Of course, I don’t mean this to apply to anyone you disagree with. That’s what THEY do. Disagreements happen. Different political and social views are necessary in a healthy society. Remember, the far right wants to silence all these differences and eliminate them, literally. THAT’S what we can’t tolerate.
You already don’t tolerate it in your head, or you wouldn’t be thinking these things. Congrats: YOU ARE A DECENT PERSON WHO IS ALREADY DOING GOOD. You don’t need to change the good you’re doing. If anything, you simply need to show it off more, in places you already go and live and work and function.
This is how we win: not with grand gestures and massive life change, but with simply applying the good we already know how to do, when it needs to be applied — and not a second later.

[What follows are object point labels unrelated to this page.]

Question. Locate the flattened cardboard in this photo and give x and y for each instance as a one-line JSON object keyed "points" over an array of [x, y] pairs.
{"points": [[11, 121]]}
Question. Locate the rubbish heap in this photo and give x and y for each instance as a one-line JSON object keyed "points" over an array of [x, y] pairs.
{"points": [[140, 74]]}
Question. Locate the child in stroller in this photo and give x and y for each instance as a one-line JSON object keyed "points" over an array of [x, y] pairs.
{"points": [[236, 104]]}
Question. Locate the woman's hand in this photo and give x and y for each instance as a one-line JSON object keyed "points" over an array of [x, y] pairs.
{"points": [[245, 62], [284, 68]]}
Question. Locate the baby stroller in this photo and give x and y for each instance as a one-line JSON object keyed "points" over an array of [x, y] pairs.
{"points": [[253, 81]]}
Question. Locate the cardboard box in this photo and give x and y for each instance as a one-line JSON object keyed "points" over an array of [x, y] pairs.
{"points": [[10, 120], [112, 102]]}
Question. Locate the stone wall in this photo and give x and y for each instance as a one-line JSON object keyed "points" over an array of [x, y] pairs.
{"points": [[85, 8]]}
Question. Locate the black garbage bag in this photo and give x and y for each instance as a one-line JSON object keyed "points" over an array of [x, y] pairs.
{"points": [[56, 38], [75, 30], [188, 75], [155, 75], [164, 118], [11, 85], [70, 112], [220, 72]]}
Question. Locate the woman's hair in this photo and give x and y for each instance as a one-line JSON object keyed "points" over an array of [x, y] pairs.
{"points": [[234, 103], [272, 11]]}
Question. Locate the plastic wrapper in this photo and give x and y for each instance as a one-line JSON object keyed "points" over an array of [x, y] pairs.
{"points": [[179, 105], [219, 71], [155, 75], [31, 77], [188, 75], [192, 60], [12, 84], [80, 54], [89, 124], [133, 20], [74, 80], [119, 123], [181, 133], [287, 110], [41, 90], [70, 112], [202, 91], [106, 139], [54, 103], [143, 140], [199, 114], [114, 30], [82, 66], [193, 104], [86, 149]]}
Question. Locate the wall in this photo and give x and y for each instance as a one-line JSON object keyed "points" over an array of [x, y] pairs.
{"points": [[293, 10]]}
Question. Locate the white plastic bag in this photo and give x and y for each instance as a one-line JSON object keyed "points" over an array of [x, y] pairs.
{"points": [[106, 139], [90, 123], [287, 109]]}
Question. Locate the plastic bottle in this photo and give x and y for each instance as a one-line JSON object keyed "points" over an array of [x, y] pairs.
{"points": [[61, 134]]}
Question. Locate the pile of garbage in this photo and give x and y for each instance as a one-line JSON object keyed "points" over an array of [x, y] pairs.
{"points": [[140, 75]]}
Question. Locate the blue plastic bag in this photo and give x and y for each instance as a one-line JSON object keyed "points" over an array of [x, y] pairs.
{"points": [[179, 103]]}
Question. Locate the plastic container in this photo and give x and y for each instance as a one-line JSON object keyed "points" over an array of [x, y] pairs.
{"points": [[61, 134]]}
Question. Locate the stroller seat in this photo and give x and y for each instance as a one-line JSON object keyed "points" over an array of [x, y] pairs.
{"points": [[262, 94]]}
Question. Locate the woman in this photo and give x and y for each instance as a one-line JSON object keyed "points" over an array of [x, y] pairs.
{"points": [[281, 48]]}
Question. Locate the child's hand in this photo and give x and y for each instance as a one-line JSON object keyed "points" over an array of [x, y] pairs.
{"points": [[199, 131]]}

It might sound brave to leave everything behind and run for office, or volunteer for someone running for office, or join a huge demonstration, or lead an anti-facist group, or whatever else. But real bravery is cutting in when the chortling frat boys are making fun of someone at work, or stepping between a pushy man hitting on a woman who isn’t interested on the subway, or standing beside a couple of black teenagers at a Starbucks who were doing nothing wrong.
Or, in Facebook or forum threads, make it clear that asshole behavior isn’t tolerated. If you run a group or a forum, excommunicate with extreme prejudice anyone who is overtly sexist, racist, bigoted, or otherwise evil on the first offense. Stand up for those who are being targeted. Make your voice heard, when it needs to be heard. Don’t simply add more noise to cacophony.

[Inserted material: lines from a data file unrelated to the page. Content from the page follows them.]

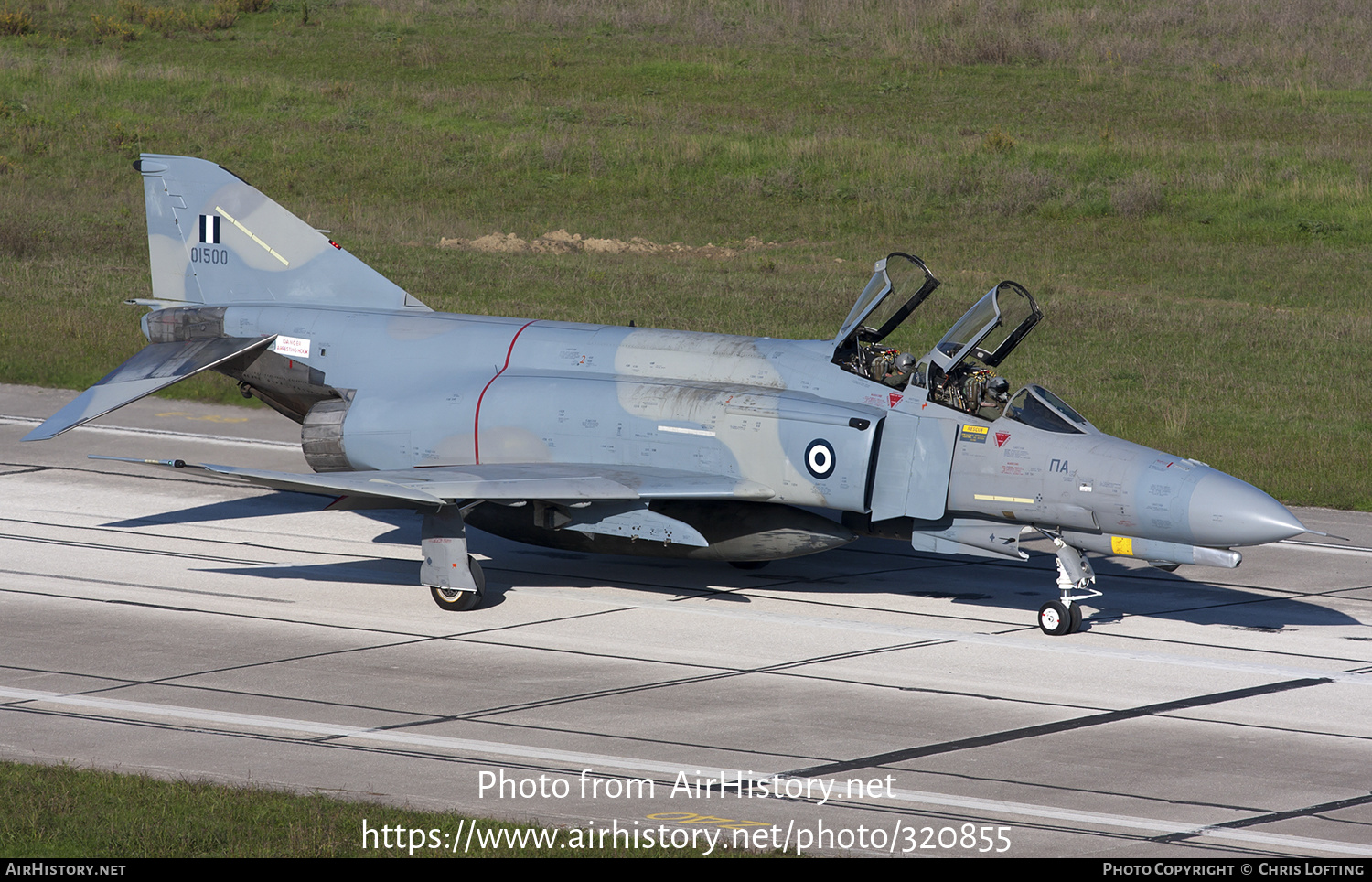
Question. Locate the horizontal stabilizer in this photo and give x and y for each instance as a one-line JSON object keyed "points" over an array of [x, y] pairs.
{"points": [[156, 367], [507, 480]]}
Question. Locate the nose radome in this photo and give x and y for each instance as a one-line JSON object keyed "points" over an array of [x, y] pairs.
{"points": [[1227, 511]]}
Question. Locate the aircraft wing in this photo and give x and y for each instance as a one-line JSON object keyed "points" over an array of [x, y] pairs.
{"points": [[155, 367], [507, 480]]}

Or, apply your writing, artistic, musical, or performance talents toward telling stories that help people see what’s wrong and more, how to do something about it. Or, simply to bring joy to those who need it, in a time where we ALL need it.
You don’t have to throw punches to resist. You simply have to apply an equal and opposite force against the oppressors when it helps most: at the point of oppression.
Until then, keep doing that good work.